“For in this hope we were saved” – part 1

Wouldn’t it be great to have proof that the Spirit is working in our lives? Where’s the evidence of the Spirit producing “life and peace” in me, for instance, when I still get to thinking I’m not doing enough for God, I’m not praying enough to get results, I’m not in tune with God’s will, and I’m not doing my part properly? I can’t help but wonder “Where is the evidence of the supernatural in my life when my thinking is still so stuck on the natural plane?” I feel like one of the audience in the church at Corinth when Paul wrote in 1 Corinthians 3:1 – “I could not address you as spiritual but as worldly.”

But there’s one obvious proof the Spirit is at work in us: it’s hope. Despite everything we have hope. And what makes that so clearly the work of the Spirit is – there’s no logical reason for hope. How can anyone have hope living in this world? It’s awful, and it only threatens to get worse as the population increases, the Earth’s resources cannot keep up with demand, climate change causes havoc, politicians dither, and greed rules. Our world is exactly as Paul described it: “subject to frustration” and “in bondage to decay,” and no one has come up with a solution that everyone agrees with or is willing to commit to.

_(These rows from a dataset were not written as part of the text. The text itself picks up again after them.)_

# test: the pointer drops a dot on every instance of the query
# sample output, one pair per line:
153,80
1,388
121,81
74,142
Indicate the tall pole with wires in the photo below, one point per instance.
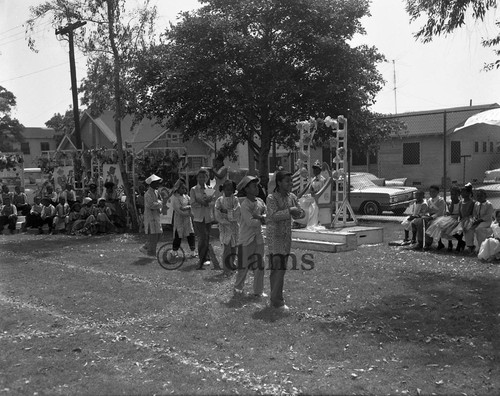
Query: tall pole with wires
76,114
395,87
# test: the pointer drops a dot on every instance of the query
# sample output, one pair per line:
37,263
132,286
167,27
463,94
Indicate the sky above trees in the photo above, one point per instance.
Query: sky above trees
444,73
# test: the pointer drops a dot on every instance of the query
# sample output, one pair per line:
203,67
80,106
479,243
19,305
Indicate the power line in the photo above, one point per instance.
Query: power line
22,26
38,71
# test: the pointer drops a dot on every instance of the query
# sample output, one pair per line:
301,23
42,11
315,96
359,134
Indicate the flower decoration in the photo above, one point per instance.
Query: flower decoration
10,161
330,122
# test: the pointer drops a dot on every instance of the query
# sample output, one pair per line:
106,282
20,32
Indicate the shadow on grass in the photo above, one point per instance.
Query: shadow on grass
143,261
45,242
216,277
269,314
438,310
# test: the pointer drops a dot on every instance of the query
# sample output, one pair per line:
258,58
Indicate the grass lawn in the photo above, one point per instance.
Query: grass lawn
90,315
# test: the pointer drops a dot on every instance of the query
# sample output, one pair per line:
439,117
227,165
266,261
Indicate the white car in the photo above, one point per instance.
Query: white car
370,196
492,176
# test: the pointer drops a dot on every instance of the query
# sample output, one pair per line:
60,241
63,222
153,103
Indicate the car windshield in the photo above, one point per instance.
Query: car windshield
360,182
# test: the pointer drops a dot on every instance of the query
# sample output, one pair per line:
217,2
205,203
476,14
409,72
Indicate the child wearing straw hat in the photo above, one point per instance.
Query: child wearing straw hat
253,212
152,209
183,226
227,213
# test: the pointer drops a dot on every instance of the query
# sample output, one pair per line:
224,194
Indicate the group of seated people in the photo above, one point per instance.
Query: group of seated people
63,212
467,219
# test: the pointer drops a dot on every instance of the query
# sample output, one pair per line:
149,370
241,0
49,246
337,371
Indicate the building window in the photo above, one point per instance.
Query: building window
411,153
196,162
25,148
175,138
358,158
456,154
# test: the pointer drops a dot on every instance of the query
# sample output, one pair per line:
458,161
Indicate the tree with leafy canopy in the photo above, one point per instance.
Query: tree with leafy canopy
10,128
247,70
110,39
444,16
62,124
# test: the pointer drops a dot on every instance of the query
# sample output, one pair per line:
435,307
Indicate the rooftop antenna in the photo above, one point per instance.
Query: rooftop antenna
395,87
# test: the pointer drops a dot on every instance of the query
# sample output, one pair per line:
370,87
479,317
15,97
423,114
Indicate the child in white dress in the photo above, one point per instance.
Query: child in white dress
490,248
418,209
183,225
227,213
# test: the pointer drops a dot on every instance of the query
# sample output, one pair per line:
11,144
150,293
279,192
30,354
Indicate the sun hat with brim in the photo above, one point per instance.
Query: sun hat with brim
245,181
152,179
178,184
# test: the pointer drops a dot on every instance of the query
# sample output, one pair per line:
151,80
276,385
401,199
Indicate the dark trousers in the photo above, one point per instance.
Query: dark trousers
23,210
49,221
421,236
34,221
202,231
277,279
176,244
10,220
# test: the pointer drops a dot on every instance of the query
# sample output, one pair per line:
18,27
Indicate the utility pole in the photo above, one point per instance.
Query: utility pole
76,115
465,160
395,93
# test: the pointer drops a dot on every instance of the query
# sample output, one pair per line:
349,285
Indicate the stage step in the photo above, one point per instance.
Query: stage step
319,246
336,240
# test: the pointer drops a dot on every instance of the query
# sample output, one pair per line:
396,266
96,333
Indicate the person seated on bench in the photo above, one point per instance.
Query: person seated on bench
489,250
20,200
436,207
418,209
443,226
482,215
8,215
34,218
47,215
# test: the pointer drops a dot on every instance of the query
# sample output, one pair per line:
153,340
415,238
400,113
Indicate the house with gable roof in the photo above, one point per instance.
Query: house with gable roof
430,144
146,136
37,141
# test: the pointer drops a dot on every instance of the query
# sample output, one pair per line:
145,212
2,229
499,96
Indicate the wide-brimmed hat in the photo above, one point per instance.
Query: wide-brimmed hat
317,164
178,184
153,178
244,182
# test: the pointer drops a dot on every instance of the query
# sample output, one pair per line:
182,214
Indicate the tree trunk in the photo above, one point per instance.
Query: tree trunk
118,116
265,148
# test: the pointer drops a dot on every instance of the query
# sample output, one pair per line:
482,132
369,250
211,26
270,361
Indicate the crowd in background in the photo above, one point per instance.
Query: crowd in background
467,218
63,211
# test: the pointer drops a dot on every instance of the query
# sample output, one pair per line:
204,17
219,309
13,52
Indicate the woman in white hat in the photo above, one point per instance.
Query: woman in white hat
201,201
152,209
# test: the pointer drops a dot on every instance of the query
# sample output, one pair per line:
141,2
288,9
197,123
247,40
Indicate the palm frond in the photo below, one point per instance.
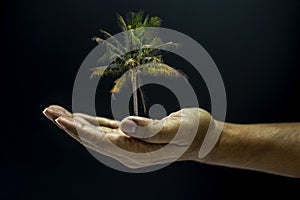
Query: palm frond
119,83
105,70
159,69
113,40
122,22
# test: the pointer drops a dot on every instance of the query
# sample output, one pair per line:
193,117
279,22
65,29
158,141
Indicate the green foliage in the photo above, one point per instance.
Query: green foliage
147,53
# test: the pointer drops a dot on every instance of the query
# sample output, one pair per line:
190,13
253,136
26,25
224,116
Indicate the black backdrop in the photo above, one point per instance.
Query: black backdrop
255,44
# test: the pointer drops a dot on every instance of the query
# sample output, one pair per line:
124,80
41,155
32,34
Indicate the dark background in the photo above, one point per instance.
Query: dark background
254,43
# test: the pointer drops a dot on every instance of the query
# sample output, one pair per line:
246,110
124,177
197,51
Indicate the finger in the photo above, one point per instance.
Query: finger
149,130
99,121
71,132
98,138
54,111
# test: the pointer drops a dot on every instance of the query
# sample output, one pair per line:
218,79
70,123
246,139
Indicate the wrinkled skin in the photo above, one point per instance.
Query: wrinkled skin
134,134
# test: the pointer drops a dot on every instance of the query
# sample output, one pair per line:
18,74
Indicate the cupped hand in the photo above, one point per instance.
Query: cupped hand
137,134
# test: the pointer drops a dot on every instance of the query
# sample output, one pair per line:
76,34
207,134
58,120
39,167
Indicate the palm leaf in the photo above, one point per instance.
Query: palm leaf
119,83
122,22
114,40
105,70
159,69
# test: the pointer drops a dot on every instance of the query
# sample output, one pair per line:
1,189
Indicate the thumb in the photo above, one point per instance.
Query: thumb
150,130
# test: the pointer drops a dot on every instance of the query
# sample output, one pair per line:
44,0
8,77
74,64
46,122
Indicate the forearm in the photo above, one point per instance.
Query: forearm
273,148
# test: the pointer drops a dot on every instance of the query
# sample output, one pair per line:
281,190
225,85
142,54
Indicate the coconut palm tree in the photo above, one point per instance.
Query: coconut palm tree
148,54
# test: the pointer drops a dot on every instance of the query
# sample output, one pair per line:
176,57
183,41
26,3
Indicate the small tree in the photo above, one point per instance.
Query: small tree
148,54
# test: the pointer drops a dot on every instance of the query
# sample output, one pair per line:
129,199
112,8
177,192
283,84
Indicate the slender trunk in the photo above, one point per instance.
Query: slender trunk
134,89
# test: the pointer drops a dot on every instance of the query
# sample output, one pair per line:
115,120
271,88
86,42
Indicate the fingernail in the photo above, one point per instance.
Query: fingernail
60,125
128,126
45,112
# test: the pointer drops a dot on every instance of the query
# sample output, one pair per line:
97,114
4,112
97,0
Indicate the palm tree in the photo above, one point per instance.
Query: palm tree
148,54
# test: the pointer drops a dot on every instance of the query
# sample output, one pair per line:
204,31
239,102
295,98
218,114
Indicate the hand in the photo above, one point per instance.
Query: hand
132,134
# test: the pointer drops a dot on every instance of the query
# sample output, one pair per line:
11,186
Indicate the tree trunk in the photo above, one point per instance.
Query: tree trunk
134,89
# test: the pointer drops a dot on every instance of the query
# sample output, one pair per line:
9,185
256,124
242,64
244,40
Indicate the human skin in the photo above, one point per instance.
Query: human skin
272,148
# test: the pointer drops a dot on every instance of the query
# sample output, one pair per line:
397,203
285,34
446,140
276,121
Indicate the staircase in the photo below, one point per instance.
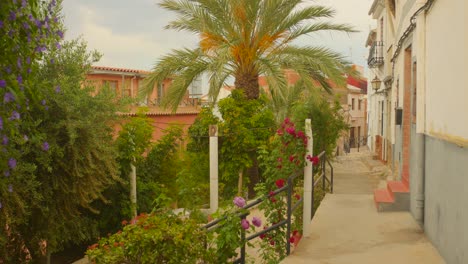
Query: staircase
393,198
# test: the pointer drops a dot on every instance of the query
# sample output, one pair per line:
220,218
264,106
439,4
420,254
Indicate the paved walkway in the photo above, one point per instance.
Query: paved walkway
347,228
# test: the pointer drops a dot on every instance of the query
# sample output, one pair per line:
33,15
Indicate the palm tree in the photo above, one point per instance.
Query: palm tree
243,39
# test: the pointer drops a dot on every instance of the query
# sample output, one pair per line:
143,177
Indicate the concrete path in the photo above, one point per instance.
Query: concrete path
347,228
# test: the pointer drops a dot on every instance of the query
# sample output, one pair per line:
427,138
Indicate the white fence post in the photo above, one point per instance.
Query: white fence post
213,130
133,189
307,209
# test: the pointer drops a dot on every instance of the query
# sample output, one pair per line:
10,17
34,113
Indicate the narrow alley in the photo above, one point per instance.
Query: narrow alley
348,229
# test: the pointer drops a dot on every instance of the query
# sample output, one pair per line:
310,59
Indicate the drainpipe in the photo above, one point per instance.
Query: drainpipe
131,85
418,188
123,84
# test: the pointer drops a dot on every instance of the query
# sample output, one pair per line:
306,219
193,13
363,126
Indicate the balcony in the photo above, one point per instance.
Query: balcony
376,55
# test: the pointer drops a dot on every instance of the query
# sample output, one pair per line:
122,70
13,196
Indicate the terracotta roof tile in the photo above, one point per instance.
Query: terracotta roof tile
104,68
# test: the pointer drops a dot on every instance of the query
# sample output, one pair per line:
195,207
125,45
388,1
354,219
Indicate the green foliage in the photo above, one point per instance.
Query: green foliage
246,39
327,122
199,133
193,180
134,139
247,124
161,237
73,154
21,91
157,173
280,159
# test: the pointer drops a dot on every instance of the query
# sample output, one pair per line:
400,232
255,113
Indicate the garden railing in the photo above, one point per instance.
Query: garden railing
320,178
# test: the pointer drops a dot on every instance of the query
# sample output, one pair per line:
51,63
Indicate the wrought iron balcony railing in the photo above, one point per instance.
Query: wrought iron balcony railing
376,55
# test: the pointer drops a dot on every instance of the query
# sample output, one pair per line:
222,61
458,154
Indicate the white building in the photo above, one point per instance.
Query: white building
425,62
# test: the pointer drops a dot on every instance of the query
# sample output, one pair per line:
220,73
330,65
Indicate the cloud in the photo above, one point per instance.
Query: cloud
131,34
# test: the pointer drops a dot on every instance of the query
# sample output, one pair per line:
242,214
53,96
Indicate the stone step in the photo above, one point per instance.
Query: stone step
395,197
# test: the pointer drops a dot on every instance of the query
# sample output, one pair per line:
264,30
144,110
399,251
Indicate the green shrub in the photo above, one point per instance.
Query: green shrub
161,237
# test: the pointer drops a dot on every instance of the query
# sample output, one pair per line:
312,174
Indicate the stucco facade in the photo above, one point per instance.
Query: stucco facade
427,43
127,82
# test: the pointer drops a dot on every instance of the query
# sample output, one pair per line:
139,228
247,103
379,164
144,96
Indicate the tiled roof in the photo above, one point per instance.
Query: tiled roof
104,68
161,112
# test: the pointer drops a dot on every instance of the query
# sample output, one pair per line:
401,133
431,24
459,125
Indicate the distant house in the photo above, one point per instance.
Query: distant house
418,59
127,82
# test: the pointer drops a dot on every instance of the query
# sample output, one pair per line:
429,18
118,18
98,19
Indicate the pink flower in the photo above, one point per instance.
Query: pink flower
291,131
256,221
245,224
239,201
279,183
300,134
315,160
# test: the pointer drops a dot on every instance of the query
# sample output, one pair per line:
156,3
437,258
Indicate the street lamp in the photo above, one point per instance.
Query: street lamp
376,83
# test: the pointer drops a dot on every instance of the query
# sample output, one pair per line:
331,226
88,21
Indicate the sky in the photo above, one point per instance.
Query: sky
131,34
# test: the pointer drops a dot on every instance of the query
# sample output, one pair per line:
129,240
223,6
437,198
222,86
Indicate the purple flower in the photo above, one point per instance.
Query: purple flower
245,224
15,115
12,163
8,97
45,146
12,16
239,201
256,221
291,131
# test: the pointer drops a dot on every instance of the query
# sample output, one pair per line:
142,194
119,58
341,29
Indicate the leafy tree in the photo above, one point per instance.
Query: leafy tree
327,121
245,39
29,29
75,158
247,124
158,172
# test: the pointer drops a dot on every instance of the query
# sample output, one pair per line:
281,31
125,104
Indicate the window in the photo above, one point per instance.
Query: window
143,101
127,88
414,93
381,29
112,85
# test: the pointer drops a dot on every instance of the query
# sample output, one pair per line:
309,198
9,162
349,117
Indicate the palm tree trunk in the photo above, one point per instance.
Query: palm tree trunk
248,82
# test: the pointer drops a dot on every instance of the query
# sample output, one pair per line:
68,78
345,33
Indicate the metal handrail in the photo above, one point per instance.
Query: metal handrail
375,58
290,208
321,177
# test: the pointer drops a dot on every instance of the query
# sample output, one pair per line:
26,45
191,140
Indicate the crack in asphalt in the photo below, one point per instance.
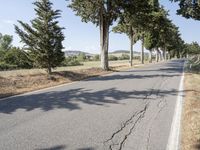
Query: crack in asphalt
161,107
140,114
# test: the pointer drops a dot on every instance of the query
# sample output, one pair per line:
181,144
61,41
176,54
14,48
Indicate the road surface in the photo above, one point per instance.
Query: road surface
128,110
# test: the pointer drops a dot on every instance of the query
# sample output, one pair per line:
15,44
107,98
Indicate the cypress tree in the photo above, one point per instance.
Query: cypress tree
44,36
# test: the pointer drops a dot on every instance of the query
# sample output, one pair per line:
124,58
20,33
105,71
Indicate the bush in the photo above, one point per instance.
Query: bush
71,61
96,58
112,57
19,58
81,57
124,57
4,66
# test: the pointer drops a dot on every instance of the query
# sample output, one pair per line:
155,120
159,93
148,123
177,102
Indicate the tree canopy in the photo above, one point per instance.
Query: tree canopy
44,36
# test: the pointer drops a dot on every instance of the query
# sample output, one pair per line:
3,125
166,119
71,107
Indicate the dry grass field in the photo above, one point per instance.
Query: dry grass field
21,81
191,113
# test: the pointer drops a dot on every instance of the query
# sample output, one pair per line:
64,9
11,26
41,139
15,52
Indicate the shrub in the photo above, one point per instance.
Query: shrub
4,66
71,61
19,58
96,58
124,57
112,57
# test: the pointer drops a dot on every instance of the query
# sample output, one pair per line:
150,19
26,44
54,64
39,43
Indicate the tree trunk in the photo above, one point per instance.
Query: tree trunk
157,55
104,40
131,47
160,55
150,56
49,70
142,53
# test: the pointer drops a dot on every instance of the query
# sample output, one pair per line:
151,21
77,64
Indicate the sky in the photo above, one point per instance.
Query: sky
85,36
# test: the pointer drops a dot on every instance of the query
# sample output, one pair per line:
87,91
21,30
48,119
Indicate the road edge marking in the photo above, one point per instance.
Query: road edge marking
174,137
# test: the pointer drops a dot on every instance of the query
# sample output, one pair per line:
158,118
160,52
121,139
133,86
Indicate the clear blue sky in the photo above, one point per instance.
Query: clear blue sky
82,36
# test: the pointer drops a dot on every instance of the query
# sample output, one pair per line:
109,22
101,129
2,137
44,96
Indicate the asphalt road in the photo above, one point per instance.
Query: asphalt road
128,110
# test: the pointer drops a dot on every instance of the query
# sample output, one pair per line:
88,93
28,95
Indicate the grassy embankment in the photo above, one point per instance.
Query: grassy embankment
191,112
21,81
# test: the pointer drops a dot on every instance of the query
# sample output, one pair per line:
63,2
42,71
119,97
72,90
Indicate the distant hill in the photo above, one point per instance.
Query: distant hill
120,51
76,53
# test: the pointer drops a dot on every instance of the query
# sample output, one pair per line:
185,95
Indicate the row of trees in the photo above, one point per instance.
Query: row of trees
139,20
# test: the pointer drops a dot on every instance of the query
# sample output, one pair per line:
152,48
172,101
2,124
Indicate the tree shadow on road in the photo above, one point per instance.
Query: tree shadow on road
59,147
70,99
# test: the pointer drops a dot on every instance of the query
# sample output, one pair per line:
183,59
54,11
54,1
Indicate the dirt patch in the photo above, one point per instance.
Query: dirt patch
191,113
13,85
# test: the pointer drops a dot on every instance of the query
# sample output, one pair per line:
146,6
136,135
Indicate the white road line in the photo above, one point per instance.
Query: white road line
174,137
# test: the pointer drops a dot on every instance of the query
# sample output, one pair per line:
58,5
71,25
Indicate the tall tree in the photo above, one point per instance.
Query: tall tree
135,18
102,13
44,36
5,42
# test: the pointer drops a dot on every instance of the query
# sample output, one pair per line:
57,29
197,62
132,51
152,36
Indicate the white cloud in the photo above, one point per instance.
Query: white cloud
7,21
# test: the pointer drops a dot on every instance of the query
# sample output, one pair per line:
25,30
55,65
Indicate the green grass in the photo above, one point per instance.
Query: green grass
85,65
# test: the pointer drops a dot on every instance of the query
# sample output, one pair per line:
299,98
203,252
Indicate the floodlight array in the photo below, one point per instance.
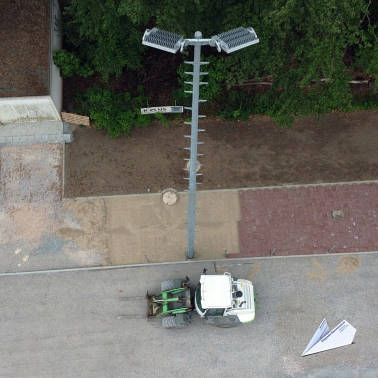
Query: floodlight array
162,40
236,39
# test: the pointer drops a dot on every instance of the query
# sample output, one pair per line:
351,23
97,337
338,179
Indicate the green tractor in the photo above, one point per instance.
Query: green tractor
173,304
220,299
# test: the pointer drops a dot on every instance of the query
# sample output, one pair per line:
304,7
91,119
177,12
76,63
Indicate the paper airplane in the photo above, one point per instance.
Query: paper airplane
324,339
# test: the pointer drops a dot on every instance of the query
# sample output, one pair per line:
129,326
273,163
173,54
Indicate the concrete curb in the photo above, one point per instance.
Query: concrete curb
239,260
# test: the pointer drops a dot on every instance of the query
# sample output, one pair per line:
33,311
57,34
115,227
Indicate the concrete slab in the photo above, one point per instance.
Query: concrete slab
70,324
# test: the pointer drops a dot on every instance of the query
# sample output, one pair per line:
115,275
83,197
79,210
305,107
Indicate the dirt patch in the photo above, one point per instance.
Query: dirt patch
348,264
340,147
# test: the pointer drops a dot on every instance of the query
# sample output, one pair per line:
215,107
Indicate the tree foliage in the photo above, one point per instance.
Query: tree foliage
301,43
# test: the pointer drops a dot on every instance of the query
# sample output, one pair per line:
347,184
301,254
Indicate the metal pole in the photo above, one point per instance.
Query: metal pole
193,147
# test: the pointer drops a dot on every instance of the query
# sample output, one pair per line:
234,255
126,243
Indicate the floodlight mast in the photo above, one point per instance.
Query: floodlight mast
230,41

And then we have our own problems to deal with, living in this world. It affects our health, our jobs, our hopes and dreams of financial stability and a good life in retirement. We have no control over taxes, prices or things breaking down. And if you’ve got family conflicts, troubles with bullies, weird neighbours, and your church (your one source of comfort) is gradually disappearing as well, there’s not much reason for hope, is there? In reality, in this world, there’s no reason for hope at all.

Any hope we’ve got, then, has to be supernatural. And Paul talks of a supernatural hope too, “For in this hope we were saved,” he writes in verse 24. That’s powerful hope. It has the power to “save” us, even in a world like this. So, where does it come from? It comes from the Spirit, verse 23. Because we have “the firstfruits of the Spirit…we wait eagerly for our adoption as sons, the redemption of our bodies.” We can actually see what God has in store for us. Yes, we still “groan inwardly,” verse 23, as we wait it out in this world, but the Spirit breaks through the gloom for us with a vision of what’s coming to give us hope in such an awful world…(continued in Part 2)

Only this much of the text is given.